Will folklorists describe how massive storms
That devastated regions year on year—
Each one a hurricane that broke the norms
Of only months before—provoked the fear
Of social breakdown, lawlessness, and swarms
Of homeless migrants crossing each frontier,
Leading to martial law, rule by decree,
And tyranny from sea to shining sea?
We are already well beyond the dawn
Of loss and disappearance. Gradually,
We notice birds, mammals, and fish are gone
While we run through our tired repartee
Of just how we are the sine qua non,
The life worthy of life, the apogee
Of the Almighty’s vision. Each statistic
Suggests a self-importance that’s hubristic.
Will poets tell the unbelieving youth
That once there roamed across a fertile earth
Tigers and rhinos, and (“It is the truth!)
White bears and elephants; that once their worth
Was measured by a skin or horn or tooth,
And so we killed them all? And when the dearth
Of fish was something we could not ignore,
We carried on until there were no more.
The places of the world will vanish, too—
Submerged or just abandoned. Holy sites:
Where life and death took our forebears through
The generations; where the annual rites
That marked time’s passage, formed the social glue,
And brought us joy, were held. No fancy flights
Of virtual reality will sate
The mourning when we find it is too late.
At this pace, though, we’ll not live long enough
To rue what we have and we haven’t done.
The U.S.–North Korean bullies talking tough
Threaten to make things warmer than the sun
By blowing us to smithereens—the stuff
Of nightmares realized. A megaton
Of death that blows ten million to bits
Because these damaged men are having fits.
As ever, making worse, the already bad,
The C-in-C mocks Tillerson at State.
Each time I’ve named a person who has had
A role in this farce, they find that the date
Of their appointment has elapsed.

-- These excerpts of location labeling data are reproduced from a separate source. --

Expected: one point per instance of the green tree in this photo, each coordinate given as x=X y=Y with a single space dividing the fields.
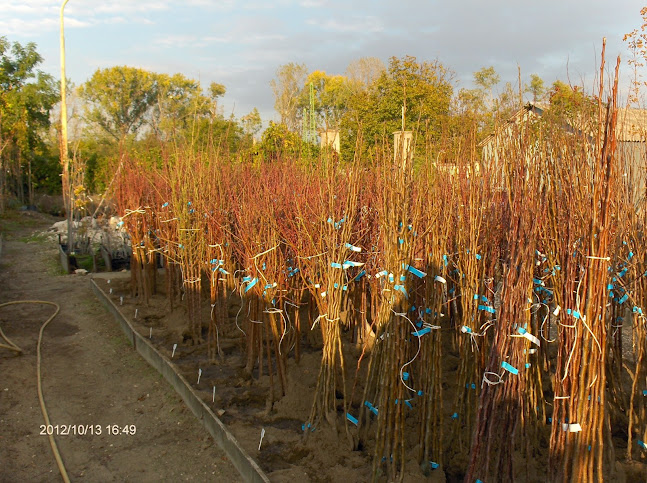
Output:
x=119 y=99
x=251 y=122
x=286 y=87
x=425 y=88
x=536 y=88
x=331 y=94
x=362 y=72
x=27 y=96
x=179 y=100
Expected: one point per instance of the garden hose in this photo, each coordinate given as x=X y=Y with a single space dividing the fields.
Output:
x=14 y=347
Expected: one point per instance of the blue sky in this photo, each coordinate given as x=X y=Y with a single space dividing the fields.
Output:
x=241 y=44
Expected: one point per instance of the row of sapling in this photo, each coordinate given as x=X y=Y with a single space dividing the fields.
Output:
x=522 y=268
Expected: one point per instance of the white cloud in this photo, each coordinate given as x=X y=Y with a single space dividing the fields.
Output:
x=370 y=24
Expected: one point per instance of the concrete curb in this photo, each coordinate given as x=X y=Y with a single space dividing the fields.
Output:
x=246 y=466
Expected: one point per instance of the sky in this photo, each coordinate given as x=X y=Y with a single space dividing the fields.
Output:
x=241 y=44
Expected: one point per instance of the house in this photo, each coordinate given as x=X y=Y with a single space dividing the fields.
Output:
x=631 y=137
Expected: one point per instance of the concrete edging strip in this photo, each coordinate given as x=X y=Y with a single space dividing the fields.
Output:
x=246 y=466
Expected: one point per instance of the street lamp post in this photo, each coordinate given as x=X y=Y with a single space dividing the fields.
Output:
x=65 y=160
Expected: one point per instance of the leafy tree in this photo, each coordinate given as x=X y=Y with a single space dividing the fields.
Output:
x=536 y=88
x=27 y=96
x=119 y=99
x=279 y=142
x=331 y=94
x=252 y=122
x=364 y=71
x=425 y=88
x=178 y=101
x=286 y=87
x=637 y=43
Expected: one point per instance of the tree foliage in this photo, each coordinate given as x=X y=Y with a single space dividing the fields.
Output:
x=331 y=95
x=286 y=87
x=425 y=88
x=27 y=95
x=119 y=98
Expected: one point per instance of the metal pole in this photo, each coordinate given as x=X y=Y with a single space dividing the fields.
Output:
x=65 y=160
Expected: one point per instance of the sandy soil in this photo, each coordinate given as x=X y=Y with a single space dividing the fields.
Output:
x=91 y=376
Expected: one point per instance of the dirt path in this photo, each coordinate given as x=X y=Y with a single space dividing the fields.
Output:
x=91 y=376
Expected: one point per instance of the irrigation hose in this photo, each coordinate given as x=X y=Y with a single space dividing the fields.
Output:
x=14 y=347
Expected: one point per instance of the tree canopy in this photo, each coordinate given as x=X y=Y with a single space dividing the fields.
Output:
x=27 y=95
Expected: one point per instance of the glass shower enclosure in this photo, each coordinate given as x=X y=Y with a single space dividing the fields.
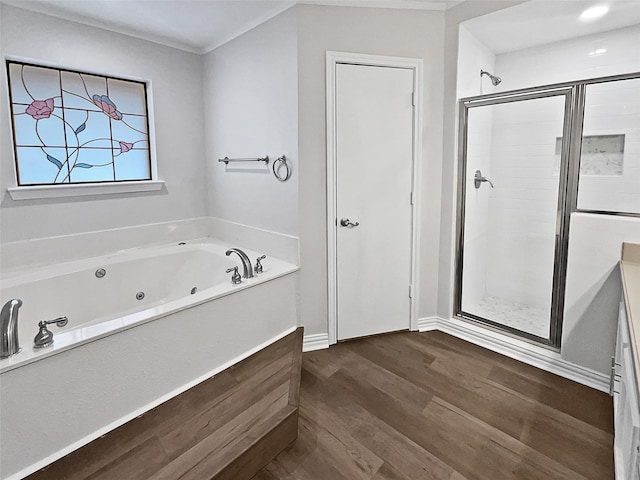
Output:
x=519 y=157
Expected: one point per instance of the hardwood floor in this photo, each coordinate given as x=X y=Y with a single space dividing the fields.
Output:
x=413 y=406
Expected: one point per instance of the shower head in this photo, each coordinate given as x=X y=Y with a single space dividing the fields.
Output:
x=495 y=80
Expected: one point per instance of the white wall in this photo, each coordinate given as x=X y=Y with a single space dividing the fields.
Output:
x=609 y=108
x=251 y=104
x=406 y=33
x=179 y=113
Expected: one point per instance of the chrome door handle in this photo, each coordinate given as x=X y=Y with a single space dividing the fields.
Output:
x=345 y=222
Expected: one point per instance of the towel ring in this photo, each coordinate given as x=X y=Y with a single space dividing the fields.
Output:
x=277 y=166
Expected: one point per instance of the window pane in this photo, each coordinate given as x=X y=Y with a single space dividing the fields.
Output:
x=70 y=127
x=610 y=158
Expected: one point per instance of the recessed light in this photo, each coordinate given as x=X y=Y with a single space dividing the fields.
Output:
x=593 y=13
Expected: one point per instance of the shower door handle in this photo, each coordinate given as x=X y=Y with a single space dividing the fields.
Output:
x=345 y=222
x=478 y=179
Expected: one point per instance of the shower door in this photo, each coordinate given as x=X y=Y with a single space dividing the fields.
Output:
x=512 y=225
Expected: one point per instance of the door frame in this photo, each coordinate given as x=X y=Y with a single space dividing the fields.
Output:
x=416 y=64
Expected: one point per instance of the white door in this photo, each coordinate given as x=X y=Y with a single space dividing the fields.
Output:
x=374 y=158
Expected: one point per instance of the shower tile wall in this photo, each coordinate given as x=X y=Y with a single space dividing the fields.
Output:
x=474 y=56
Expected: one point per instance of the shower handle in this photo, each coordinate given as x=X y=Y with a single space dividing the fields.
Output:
x=478 y=179
x=345 y=222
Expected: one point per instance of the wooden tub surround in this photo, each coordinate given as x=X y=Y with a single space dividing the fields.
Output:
x=226 y=428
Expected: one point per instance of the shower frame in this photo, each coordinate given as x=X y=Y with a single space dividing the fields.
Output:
x=574 y=93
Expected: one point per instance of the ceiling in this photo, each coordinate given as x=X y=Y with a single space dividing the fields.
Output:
x=539 y=22
x=196 y=26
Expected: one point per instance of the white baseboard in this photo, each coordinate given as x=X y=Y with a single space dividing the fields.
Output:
x=318 y=341
x=522 y=351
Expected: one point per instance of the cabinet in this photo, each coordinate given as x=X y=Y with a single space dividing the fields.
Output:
x=624 y=386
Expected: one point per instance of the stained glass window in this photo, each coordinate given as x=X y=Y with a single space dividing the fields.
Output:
x=71 y=127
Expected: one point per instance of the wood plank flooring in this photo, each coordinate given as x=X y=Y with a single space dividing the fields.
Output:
x=413 y=406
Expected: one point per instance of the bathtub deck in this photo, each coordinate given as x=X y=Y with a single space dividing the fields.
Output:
x=428 y=406
x=226 y=428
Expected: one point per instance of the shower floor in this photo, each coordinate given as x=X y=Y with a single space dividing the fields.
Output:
x=515 y=315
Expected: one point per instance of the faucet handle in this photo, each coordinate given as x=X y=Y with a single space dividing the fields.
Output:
x=235 y=278
x=258 y=267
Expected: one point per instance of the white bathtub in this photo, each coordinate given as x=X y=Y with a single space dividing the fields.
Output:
x=118 y=357
x=166 y=275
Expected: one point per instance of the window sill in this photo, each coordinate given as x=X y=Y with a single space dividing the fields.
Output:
x=78 y=190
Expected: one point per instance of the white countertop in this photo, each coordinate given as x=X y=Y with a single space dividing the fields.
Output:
x=630 y=271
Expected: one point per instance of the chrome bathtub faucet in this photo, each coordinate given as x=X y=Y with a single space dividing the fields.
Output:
x=258 y=267
x=247 y=269
x=9 y=344
x=44 y=337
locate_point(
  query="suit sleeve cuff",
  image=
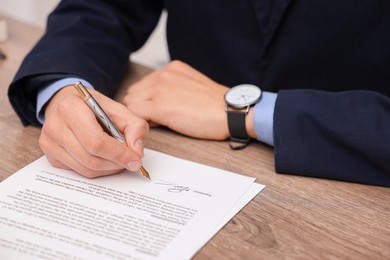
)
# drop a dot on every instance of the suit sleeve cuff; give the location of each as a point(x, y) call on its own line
point(47, 92)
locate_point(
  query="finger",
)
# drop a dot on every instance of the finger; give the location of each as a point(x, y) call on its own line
point(83, 124)
point(67, 162)
point(54, 145)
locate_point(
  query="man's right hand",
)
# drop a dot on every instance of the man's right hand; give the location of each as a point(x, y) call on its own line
point(72, 138)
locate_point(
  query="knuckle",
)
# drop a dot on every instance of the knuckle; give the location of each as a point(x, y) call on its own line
point(94, 146)
point(176, 64)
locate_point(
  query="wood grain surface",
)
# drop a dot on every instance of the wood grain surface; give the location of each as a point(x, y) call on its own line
point(292, 218)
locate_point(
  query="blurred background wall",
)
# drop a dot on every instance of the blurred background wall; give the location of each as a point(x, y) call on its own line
point(154, 54)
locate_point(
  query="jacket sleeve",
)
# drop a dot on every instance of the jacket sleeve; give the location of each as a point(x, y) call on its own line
point(335, 135)
point(87, 39)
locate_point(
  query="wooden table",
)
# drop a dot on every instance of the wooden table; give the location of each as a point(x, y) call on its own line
point(293, 218)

This lad
Is likely to go next—a bit too late
To save his reputation. Stick a fork, (a
Tine or two at the least) into Bob Corker.
Before we know it, we’ll be off, once more,
To war, and—lo!—we’ll see the nation rally.
A trope as old as time, we’ll count the score
In bodies, and decide what sort of tally
We can call victory. Once more, the poor
Will suffer most from every bombing sally
That we rain down. Once more: an erasure
Of unknown, nameless thousands in East Asia.
Will we step back and pause, weigh up the odds,
Think of a longer future than next tweet?
Or will we shrug and place all hope on God’s
Great plan for us? Will we find the drumbeat
Too martial to resist? Will our squads
Square off against each other in the street?
Before year’s end will we love Uncle Sam?
Or find ourselves reliving a “Vietnam”?